Ich habe mich -in der Pause einer MET-Übertragung im Kino- mit zwei Frauen unterhalten, die sagten, dass sie Opern heute lieber im Kino ansehen: „Da ist man vor Überraschungen sicher“
Herwig Erb So, 13.03.2011 16:04 Uhr
Als uralter Verehrer von Frau Ks. Eva Gilhofer sende ich meine Glückwünsche und Alles Liebe!
Robert Kock Fr, 11.03.2011 12:12 Uhr
Die Mitgehzentrale ist eine großartige Idee. Diesem sollten sich andere Theater anschließen.
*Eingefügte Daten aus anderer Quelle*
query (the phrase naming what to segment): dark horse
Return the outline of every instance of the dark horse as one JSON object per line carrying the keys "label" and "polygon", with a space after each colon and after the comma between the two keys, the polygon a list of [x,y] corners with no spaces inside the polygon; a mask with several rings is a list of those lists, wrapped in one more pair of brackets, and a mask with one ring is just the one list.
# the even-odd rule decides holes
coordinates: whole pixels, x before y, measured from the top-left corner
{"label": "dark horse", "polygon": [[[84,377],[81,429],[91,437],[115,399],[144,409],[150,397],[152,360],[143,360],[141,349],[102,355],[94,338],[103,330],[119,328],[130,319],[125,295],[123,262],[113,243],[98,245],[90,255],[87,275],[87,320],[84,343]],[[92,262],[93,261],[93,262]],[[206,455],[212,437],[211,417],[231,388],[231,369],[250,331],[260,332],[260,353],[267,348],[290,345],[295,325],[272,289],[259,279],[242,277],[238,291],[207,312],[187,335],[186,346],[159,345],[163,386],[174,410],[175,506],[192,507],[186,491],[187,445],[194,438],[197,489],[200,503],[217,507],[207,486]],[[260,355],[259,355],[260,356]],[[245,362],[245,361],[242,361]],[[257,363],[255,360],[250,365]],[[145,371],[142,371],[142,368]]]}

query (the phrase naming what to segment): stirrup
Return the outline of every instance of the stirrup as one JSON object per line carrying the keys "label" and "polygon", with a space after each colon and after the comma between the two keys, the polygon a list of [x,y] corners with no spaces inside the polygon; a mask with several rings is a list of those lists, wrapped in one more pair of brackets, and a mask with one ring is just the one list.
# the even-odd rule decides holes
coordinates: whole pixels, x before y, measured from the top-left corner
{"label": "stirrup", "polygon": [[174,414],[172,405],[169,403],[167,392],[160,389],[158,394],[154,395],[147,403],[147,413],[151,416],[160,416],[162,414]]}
dr moosmüller Mo, 07.03.2011 00:12 Uhr
liebes theater bremen team!
definitiv teile ich die meinung meiner betagten sitznachbarin nicht, die bereits beim ersten vorhang der heutigen "butterfly" flüsterte: "scheiss inszenierung".... gewöhnungsbedürftig ja, nicht leicht zu verstehen - durchaus, aber ein einfallsreiches bühnenbild, tolle musik, ein engagiertes orchester und ein sehr gutes sängerensemble. v.a. butterfly, suzuki sharpless verdienen einen besonderen applaus.
auf ein baldiges
Michael Müller So, 06.03.2011 23:11 Uhr
Es gibt hier im Gästebuch eine Besprechung zum "Vetter aus Dingsda", die ich keinesfalls teilen kann:
Regie und Dramaturgie haben sich hier m. E. sehr klug und absolut gelungen überlegt, wie man diesen Stück für die Gegenwart retten kann. Dabei konstatiert der Schreiber sehr wohl, dass sich Julia (und auch Hannchen) in eine Traumwelt (die der Zwanziger Jahre) flüchten. Onkel und Tante haben das Kapital "vernichtet", so dass keine Mittel mehr für die Renovierung des baufälligen Hauses (Kompliment ans Bühnenbild) zur Verfügung stehen- und sind folgerichtig als Alt-Achtundsechziger karikiert. Wenn dann der Fremde eintrifft, lässt er sich ein auf das Traumspiel und gelangt auf diese Weise zum Ziel - so ist es auch in der Operette angelegt. Die Musik persifliert an diesen Stellen die Große Oper sehr geschickt - und auch in der Umsetzung durch das Arrangement für die Philharmoniker, das entschlackt ist vom breiten, soßigen Operettenklang. Egon von Wildenhagen ist eine Randfigur, die lediglich Katalysator an zwei Stellen im Stück ist - dies in einem Unterhaltungsstück noch mehr zu vertiefen und zu psychologisieren, hielte ich für unangemessen - sein Part ist dramaturgisch eine Lachfigur, an der sich Julia und Hannchen abarbeiten können, im Gegensatz zu den "echten" Gefühlen, die sie für die beiden Fremden entwickeln. Das kann man natürlich auch ganz ernst machen, aber wie würden dann die beiden Nummern mit ihm noch funktionieren -?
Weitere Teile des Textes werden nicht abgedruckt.